Market regulator SEBI has not permitted Vedanta to make the open offer to Cairn India shareholders in the absence of government approval for its deal with Cairn Energy.

Besides royalty, Cairn-Vedanta are also not agreeable to the ministry's demand that they will abide by its orders with regard to past and future operational disputes.

Vedanta, which has no prior experience in oil and gas sector, was agreeable to other conditions like giving financial and performance guarantees and maintaining technical capability of Cairn India.
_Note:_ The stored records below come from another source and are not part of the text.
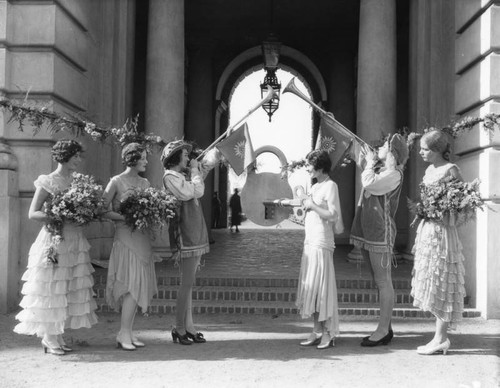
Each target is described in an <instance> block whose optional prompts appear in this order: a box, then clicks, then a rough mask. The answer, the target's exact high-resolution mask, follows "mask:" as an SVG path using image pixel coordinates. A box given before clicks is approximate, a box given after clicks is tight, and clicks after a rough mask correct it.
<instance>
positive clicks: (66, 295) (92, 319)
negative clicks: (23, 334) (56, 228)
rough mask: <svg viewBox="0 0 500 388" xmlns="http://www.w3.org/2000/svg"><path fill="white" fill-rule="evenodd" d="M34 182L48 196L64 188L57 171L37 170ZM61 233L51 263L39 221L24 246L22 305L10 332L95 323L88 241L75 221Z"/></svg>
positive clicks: (53, 329)
mask: <svg viewBox="0 0 500 388" xmlns="http://www.w3.org/2000/svg"><path fill="white" fill-rule="evenodd" d="M35 187H37V188H38V187H42V188H43V189H44V190H45V191H47V192H48V193H49V194H52V195H53V194H55V193H57V192H59V191H62V190H64V189H66V188H67V184H66V183H65V182H64V181H63V180H61V179H60V178H58V177H57V176H52V175H40V176H39V177H38V179H37V180H36V181H35ZM62 233H63V234H62V235H63V240H62V241H60V242H59V244H58V245H57V247H56V249H57V254H58V263H57V264H48V263H47V250H48V249H49V247H50V246H51V245H52V235H51V234H50V233H49V231H48V230H47V228H46V227H45V226H44V227H43V228H42V229H41V230H40V233H38V236H37V238H36V240H35V242H34V243H33V245H32V246H31V248H30V250H29V258H28V265H27V269H26V271H25V272H24V274H23V275H22V278H21V279H22V280H23V281H24V282H25V283H24V285H23V287H22V290H21V293H22V294H23V298H22V300H21V303H20V306H21V307H22V308H23V310H22V311H21V312H20V313H19V314H17V315H16V319H17V320H19V321H20V323H19V324H18V325H16V327H15V328H14V331H15V332H16V333H19V334H27V335H33V334H36V335H37V336H39V337H43V336H44V335H46V334H47V335H59V334H63V333H64V329H66V328H70V329H79V328H82V327H86V328H90V327H91V326H92V325H93V324H95V323H97V316H96V314H95V310H96V309H97V305H96V303H95V301H94V298H93V296H94V293H93V290H92V286H93V285H94V279H93V277H92V273H93V272H94V268H93V267H92V265H91V263H90V256H89V248H90V245H89V243H88V241H87V239H86V238H85V236H84V235H83V228H82V227H80V226H76V225H74V224H65V225H64V226H63V230H62Z"/></svg>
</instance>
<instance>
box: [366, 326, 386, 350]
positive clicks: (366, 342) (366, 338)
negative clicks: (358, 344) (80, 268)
mask: <svg viewBox="0 0 500 388" xmlns="http://www.w3.org/2000/svg"><path fill="white" fill-rule="evenodd" d="M393 337H394V332H393V331H392V329H390V330H389V332H388V333H387V335H385V336H384V337H382V338H380V339H379V340H378V341H372V340H371V339H370V336H368V337H364V338H363V341H361V346H365V347H373V346H378V345H388V344H389V342H391V340H392V338H393Z"/></svg>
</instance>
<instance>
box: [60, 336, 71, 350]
mask: <svg viewBox="0 0 500 388" xmlns="http://www.w3.org/2000/svg"><path fill="white" fill-rule="evenodd" d="M57 343H58V344H59V347H60V348H61V349H62V350H64V351H65V352H66V353H69V352H72V351H73V349H71V348H70V347H69V346H67V345H66V342H64V338H63V337H62V335H58V336H57Z"/></svg>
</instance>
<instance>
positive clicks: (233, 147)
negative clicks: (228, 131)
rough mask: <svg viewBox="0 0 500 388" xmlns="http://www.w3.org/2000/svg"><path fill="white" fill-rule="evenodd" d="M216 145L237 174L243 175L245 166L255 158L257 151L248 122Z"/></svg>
mask: <svg viewBox="0 0 500 388" xmlns="http://www.w3.org/2000/svg"><path fill="white" fill-rule="evenodd" d="M216 147H217V148H218V150H219V151H220V152H221V153H222V155H224V157H225V158H226V160H227V161H228V163H229V164H230V165H231V167H232V168H233V170H234V172H235V173H236V175H241V173H242V172H243V171H245V168H247V167H248V165H249V164H250V163H252V162H253V161H254V160H255V152H254V150H253V146H252V141H251V139H250V133H249V131H248V126H247V124H246V123H244V124H243V125H241V126H240V127H239V128H238V129H236V130H234V131H233V132H231V133H230V134H229V135H228V137H226V138H225V139H224V140H222V141H221V142H220V143H219V144H217V145H216Z"/></svg>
ONGC says it would be paying Rs14,000 crore royalty on behalf of Cairn India over the life of Rajasthan fields and wants to recover it from the sale of oil.

Acceptance of the demand would impact Cairn India's valuation as its future profits will go down and the company saying its minority shareholder interest will be compromised.

While Cairn had reluctantly agreed to the need for government approval on the deal, it has so far not accepted ONGC's pre-emption or the right of first refusal (ROFR), as has been held by Solicitor General of India (SGI).

ONGC, which was kept out of yesterday's meeting, says Vedanta's acquisition of an up to 51% stake in Cairn India triggers its pre-emption rights.

Its board had, at its meeting on 29th January, passed a resolution asking the government not to approve the Cairn-Vedanta deal until the issue of excess royalty it pays on Rajasthan crude oil, is sorted out.

The Rajasthan block currently produces 1,25,000 barrels of oil per day and has potential to produce up to 240,000 bpd.  

Cairn India acquired a stake in Rajasthan block RJ-ON-90/1 from Royal Dutch Shell Plc in 2002 and discovered oil in January 2004.

In case of areas awarded under the New Exploration Licensing Policy (NELP)-like the gigantic KG-D6 gas fields of Reliance Industries- royalty can be added to the capital and operating cost of the block, which as per law are deductible from revenues earned on the sale of oil or gas before calculating profits for all stakeholders.

The Rajasthan block is a pre-NELP acreage.